6/23(水)虫の脅威②
2005.3に近畿大学で上演した『少女都市からの呼び声』
昨日は、私の家に幼虫としてやって来て、
巣立っていったカブトムシの話をしました。
虫と唐さんといえば、「鳥の目、虫の目」という言葉が有名ですね。
「蜷川くんは鳥の目、僕は虫の目」というのが唐さんの自認するところ。
つまり、蜷川さんの作品づくりは俯瞰で見た世界という感じがするけれど、
自分は触覚や嗅覚を大事にしている、ということです。
体当たりの感覚や実感、そういうものは、
役者でもある唐さんの必殺技だと思う。
いつだったか、テレビの取材に、
「自分は尺取り虫みたいなもの」と答えられていたこともありました。
地べたを這いずりまわる感覚に、テントを担いで興業している自分は
支えられているとおっしゃりたかったのすが、例によってインタビュアーは
キョトンとしていました。
自分にとって、唐さんと虫にまつわる事柄で印象深いのは、
今年の初めに唐組が上演した『少女都市からの呼び声』です。
あの作品のすごく重要なところに、虫が出てくる。
シーンとしては、
この世に生まれてくることができなかったヒロインの雪子が、
現世からやって来た兄・田口と入れ替わって現実の世界に行くために、
田口の指を欲しがるシーンです。
妹のために兄は流血も辞さず、生きている指を授けようとします。
二人がそう決意すると、ここからはまるで
ヤクザ映画における指ヅメのシーンが展開します。
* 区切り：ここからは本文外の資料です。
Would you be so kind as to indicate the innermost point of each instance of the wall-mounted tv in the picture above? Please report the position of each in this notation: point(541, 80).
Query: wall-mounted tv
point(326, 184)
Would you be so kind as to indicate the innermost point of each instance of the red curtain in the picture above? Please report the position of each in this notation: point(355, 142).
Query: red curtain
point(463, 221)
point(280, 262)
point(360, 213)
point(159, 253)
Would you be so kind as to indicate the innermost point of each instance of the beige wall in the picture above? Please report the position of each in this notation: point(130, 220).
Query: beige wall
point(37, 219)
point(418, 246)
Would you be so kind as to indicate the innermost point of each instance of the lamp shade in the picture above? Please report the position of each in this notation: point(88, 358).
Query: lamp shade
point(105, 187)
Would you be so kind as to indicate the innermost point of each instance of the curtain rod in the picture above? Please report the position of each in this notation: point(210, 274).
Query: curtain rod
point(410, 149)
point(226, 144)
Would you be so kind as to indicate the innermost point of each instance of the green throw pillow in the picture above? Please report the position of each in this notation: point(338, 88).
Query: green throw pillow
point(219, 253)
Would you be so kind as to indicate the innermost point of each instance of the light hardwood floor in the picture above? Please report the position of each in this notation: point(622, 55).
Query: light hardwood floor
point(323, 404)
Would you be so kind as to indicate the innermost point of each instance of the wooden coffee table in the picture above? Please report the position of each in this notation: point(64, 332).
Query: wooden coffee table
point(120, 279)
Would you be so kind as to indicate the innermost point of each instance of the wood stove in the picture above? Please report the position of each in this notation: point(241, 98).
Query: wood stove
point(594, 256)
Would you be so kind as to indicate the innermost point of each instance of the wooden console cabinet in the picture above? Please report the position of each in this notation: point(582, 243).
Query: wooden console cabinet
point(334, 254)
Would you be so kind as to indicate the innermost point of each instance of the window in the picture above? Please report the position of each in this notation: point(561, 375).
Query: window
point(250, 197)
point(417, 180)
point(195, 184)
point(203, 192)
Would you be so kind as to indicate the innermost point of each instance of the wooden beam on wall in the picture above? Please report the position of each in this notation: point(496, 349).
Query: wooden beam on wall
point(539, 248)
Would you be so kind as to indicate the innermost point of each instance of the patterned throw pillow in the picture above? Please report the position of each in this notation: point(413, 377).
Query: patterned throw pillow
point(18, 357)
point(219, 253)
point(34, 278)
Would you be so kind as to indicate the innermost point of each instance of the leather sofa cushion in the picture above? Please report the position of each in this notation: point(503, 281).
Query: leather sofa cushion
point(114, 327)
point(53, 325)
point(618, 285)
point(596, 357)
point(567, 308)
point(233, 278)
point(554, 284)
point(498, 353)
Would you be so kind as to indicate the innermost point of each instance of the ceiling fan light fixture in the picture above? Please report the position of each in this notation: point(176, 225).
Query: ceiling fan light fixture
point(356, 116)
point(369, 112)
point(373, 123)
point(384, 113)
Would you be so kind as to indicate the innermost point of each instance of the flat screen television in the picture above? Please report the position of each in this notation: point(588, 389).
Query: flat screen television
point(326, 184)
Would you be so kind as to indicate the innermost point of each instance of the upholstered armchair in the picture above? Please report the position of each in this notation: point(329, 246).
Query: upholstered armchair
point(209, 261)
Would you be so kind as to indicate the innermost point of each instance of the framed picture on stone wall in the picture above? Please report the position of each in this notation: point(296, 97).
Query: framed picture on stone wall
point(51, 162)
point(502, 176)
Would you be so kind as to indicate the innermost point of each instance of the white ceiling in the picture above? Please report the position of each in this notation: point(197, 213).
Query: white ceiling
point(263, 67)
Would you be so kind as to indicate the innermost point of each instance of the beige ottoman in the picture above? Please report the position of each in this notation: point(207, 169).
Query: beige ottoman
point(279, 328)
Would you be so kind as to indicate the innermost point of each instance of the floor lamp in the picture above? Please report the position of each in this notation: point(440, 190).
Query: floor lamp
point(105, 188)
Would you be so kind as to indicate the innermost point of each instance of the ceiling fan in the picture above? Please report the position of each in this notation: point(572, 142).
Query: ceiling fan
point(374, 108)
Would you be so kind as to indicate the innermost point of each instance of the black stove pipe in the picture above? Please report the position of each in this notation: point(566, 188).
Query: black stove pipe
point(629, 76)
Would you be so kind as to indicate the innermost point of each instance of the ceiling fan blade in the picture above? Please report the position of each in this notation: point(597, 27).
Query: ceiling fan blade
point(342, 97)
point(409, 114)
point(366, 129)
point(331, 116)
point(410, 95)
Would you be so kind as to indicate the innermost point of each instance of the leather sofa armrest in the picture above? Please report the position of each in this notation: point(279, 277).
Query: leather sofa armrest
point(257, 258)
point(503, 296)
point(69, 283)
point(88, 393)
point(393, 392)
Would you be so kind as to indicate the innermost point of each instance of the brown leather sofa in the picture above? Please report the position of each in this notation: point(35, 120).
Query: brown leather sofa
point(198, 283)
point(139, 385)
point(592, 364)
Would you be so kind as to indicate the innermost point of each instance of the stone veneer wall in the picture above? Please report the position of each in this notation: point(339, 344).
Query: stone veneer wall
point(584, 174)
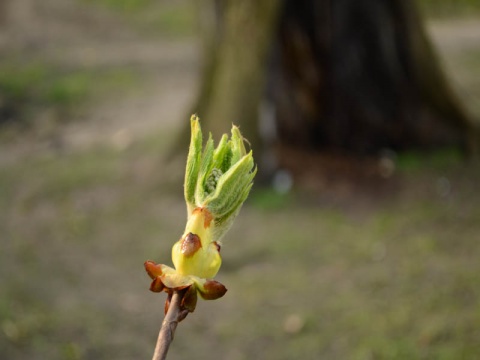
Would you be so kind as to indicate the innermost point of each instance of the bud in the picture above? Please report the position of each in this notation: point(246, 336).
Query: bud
point(217, 182)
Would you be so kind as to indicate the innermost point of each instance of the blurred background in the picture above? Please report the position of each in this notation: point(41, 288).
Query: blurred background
point(361, 238)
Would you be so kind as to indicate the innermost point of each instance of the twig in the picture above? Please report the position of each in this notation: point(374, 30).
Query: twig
point(173, 316)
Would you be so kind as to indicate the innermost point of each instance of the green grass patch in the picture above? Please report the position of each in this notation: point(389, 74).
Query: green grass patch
point(394, 281)
point(172, 18)
point(449, 8)
point(27, 87)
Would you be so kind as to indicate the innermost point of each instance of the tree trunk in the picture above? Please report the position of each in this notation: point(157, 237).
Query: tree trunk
point(346, 76)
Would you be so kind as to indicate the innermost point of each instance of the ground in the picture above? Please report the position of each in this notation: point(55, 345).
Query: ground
point(380, 270)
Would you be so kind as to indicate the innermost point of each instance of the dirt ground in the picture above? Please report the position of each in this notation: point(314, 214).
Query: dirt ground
point(386, 274)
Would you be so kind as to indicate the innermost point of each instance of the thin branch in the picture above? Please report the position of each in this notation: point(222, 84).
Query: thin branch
point(173, 316)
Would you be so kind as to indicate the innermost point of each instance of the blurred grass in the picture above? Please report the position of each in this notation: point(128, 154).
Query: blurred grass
point(449, 8)
point(166, 18)
point(29, 86)
point(398, 280)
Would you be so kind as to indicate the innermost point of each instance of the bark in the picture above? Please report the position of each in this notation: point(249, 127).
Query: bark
point(346, 76)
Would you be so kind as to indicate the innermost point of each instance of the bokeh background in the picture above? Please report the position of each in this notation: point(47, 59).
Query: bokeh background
point(332, 257)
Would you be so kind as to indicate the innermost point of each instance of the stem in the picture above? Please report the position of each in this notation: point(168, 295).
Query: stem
point(167, 331)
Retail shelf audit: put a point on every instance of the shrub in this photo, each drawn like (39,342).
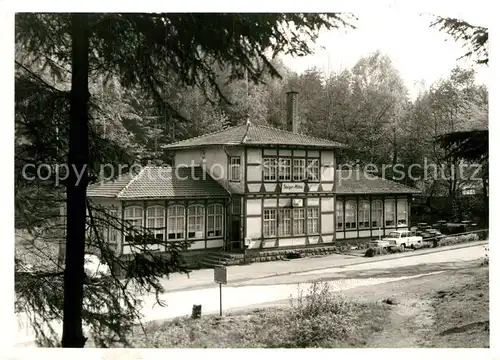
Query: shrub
(371,252)
(316,317)
(451,240)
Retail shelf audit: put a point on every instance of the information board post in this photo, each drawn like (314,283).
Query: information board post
(220,277)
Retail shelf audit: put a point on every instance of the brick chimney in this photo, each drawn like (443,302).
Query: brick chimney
(292,111)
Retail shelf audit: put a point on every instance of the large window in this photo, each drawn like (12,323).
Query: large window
(234,168)
(402,212)
(269,222)
(299,169)
(364,214)
(376,213)
(196,222)
(350,214)
(313,220)
(389,212)
(155,221)
(339,208)
(284,222)
(270,165)
(299,218)
(285,169)
(313,169)
(215,217)
(175,222)
(134,217)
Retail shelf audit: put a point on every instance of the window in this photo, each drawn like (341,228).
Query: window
(299,218)
(299,169)
(376,213)
(215,213)
(285,169)
(389,212)
(175,222)
(350,214)
(269,222)
(155,221)
(339,208)
(313,169)
(270,169)
(284,222)
(313,220)
(364,214)
(134,217)
(236,206)
(234,168)
(402,212)
(196,222)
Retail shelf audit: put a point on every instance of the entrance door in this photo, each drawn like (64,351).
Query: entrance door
(235,235)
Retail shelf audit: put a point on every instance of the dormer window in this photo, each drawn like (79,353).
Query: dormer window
(313,169)
(234,168)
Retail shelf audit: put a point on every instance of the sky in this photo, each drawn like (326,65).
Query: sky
(418,52)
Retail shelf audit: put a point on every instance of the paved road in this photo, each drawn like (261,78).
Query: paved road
(268,282)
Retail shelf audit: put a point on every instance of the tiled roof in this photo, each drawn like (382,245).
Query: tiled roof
(359,182)
(160,182)
(250,134)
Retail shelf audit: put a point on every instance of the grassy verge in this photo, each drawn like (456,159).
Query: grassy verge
(462,314)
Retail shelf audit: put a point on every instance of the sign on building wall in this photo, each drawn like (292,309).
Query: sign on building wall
(293,187)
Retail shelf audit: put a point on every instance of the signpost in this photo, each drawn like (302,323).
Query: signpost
(220,277)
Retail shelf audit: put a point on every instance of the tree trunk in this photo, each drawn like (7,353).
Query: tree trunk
(77,185)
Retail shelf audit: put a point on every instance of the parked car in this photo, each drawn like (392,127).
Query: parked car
(404,239)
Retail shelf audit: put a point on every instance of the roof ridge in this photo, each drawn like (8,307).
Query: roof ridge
(130,182)
(208,134)
(291,132)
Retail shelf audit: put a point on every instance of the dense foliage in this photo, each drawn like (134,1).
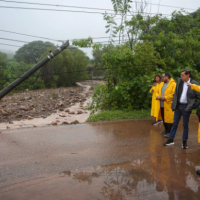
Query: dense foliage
(146,46)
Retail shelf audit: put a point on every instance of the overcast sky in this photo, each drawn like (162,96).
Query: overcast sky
(67,25)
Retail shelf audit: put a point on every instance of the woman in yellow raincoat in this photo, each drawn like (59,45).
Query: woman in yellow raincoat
(155,104)
(168,116)
(197,89)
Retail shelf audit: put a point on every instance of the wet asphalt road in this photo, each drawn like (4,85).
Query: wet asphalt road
(111,160)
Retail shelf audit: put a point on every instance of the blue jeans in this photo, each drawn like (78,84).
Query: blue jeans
(177,116)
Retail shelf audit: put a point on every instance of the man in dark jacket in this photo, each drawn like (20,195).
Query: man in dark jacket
(184,100)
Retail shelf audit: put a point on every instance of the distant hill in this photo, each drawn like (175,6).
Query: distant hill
(9,53)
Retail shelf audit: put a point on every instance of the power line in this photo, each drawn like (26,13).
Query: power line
(29,35)
(48,38)
(42,4)
(78,71)
(66,6)
(43,9)
(9,45)
(166,5)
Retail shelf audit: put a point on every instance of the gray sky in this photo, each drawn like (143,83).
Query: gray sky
(67,25)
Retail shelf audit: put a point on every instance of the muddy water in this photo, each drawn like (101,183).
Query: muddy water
(55,116)
(114,161)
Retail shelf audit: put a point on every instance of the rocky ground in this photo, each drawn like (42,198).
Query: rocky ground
(43,103)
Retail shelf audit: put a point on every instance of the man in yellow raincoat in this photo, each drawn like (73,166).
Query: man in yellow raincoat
(184,101)
(165,94)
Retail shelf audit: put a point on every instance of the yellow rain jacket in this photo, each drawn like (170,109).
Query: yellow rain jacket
(155,104)
(197,89)
(169,92)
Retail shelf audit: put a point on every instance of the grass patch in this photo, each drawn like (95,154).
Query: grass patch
(114,115)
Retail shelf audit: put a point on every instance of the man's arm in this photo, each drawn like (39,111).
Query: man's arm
(169,98)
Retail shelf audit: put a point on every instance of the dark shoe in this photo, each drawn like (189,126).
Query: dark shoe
(163,132)
(167,135)
(184,145)
(169,142)
(155,123)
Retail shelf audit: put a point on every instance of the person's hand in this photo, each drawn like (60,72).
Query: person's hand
(189,85)
(154,84)
(158,98)
(162,98)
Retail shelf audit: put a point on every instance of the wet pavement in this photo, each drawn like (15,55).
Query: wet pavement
(110,160)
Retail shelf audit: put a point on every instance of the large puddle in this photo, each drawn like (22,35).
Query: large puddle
(140,167)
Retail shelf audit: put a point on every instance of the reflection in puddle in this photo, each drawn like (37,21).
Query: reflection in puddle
(171,177)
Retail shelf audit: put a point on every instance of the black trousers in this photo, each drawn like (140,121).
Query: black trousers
(168,126)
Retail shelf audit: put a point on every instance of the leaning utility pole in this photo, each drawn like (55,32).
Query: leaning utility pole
(31,71)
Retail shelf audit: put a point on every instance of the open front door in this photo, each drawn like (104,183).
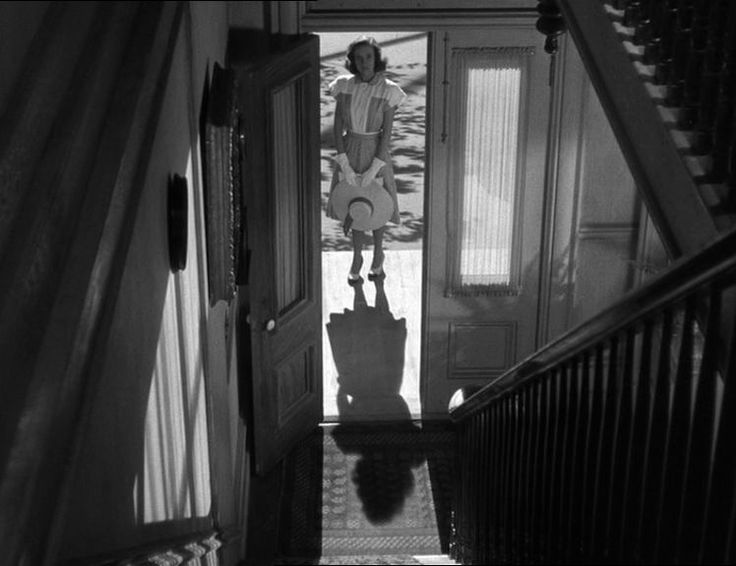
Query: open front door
(278,98)
(489,116)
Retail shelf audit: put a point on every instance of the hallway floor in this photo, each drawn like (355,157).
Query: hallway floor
(378,494)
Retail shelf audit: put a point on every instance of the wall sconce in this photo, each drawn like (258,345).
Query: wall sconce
(178,222)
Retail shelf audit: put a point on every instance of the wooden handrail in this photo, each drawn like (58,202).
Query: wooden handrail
(615,442)
(685,276)
(682,219)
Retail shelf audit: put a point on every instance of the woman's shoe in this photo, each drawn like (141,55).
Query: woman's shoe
(354,276)
(376,273)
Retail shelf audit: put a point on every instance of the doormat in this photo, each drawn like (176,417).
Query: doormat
(353,490)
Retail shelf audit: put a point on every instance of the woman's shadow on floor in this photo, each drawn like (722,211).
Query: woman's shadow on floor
(368,346)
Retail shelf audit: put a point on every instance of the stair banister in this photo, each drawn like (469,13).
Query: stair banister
(614,443)
(672,198)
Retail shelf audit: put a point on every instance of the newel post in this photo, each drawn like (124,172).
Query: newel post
(550,23)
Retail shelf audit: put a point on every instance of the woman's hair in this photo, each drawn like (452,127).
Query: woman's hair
(380,64)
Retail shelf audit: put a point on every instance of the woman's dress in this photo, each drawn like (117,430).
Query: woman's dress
(362,105)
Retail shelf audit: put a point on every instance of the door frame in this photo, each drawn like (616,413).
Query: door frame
(513,13)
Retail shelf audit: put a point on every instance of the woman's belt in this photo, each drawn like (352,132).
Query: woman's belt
(363,135)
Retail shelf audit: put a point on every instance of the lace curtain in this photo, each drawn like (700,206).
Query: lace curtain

しかも、三本!
そして、この場面。痛みと緊張が極に達した時に、虫は登場する。
指を切断する行為の最中に、雪子は周りを這い回る虫が気になってしまい、
これを退治しようとする。兄の田口はたまりかね、自分の指を半端に切っておいて
虫を追いかけるのはやめて!と訴えます。
コミカルなシーン。
しかし、唐ゼミ☆でこの演目を上演した20代前半の私は、
この場面をうまくつくることができませんでした。
人生経験が足りなかったのだと思います。
例えば、お葬式の最中にも、吹き出してしまうことはあるし、
爆笑を誘う芸人さんの中に悲哀が溢れることもある。
そういうこと。人生の悲喜劇が隣合わせにあることを、
当時の自分は実感していなかったのです。
この場面をうまくやれば、
笑って、泣いてという喜怒哀楽が入り乱れて、
双方が双方を引き立てる素晴らしいシーンになります。
今では、そういう感覚と技量を持っているつもりですが、
当時の自分はいかにも鈍感で、悲劇なら悲劇、喜劇なら喜劇、
そういう感じでした。
青かったなあという苦味とともに、唐さんと虫のことを思い出します。